If the issue of juries primarily made up of Democrats letting other Democrats get away with crimes were limited to immigration, it would be concerning enough, but it is more general than that.
Consider the case of Michael Sussmann, a campaign lawyer for former Secretary of State Hillary Clinton who was charged with lying to the FBI about his role in pushing the now-discredited Trump-Russia collusion narrative. Prosecutors presented text messages proving Sussmann told the FBI he wasn’t acting “on behalf of any client,” even though he later billed the client, which was Clinton’s presidential campaign. In any other jurisdiction, such direct evidence would have been decisive.

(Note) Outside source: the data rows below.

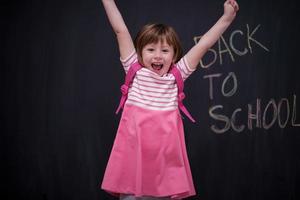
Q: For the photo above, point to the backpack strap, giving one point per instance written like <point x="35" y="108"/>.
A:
<point x="128" y="79"/>
<point x="181" y="95"/>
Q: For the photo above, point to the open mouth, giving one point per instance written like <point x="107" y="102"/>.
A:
<point x="157" y="66"/>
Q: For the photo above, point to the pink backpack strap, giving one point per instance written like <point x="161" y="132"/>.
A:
<point x="128" y="79"/>
<point x="181" y="95"/>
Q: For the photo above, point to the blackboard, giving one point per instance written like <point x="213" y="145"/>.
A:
<point x="60" y="79"/>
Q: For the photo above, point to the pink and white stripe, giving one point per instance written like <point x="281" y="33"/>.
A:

But in D.C., where nearly every juror admitted to voting for former President Joe Biden, the jury deliberated for just six hours before declaring him not guilty — a verdict that seemed to say crimes committed with partisan motives are excusable when aimed at Republicans.
Then there was Greg Craig, a high-profile Democratic lawyer and former President Barack Obama’s White House counsel, who faced charges for misleading the Justice Department about his work for the pro-Russia Ukrainian government that employed Paul Manafort. The evidence showed Craig had helped craft a report meant to whitewash the Ukrainian regime’s prosecution of an opposition leader — and that he had lied about it to avoid registering as a foreign agent. Yet a D.C. jury again refused to convict, deciding that a well-connected Democrat deserved the benefit of the doubt that President Donald Trump’s allies never receive in that same courthouse.
Finally, Kevin Clinesmith, an FBI lawyer who literally altered an email to justify spying on a Trump campaign adviser, escaped with no jail time. Although he pleaded guilty, his sentencing judge — another Democrat, naturally — accepted the argument that Clinesmith’s forgery was just a “mistake” born of political pressure, not malice.
EDITORIAL: A GOOD DAY FOR THE SEPARATION OF POWERS AT THE SUPREME COURT
Compare that to the yearslong prison terms handed down to Trumpworld figures for far lesser process crimes, and the pattern is undeniable. In Washington, Democrats have license to commit crimes as long as the victims are law enforcement officers or Republicans. Meanwhile, Republicans get the book thrown at them for even the most minor offenses.
A jury pool drawn almost entirely from one party cannot credibly deliver equal justice under law. When jurors treat crimes differently according to partisan political leanings, the rule of law erodes — and the public loses faith that the justice system can be fair, impartial, or worthy of the Constitution it serves.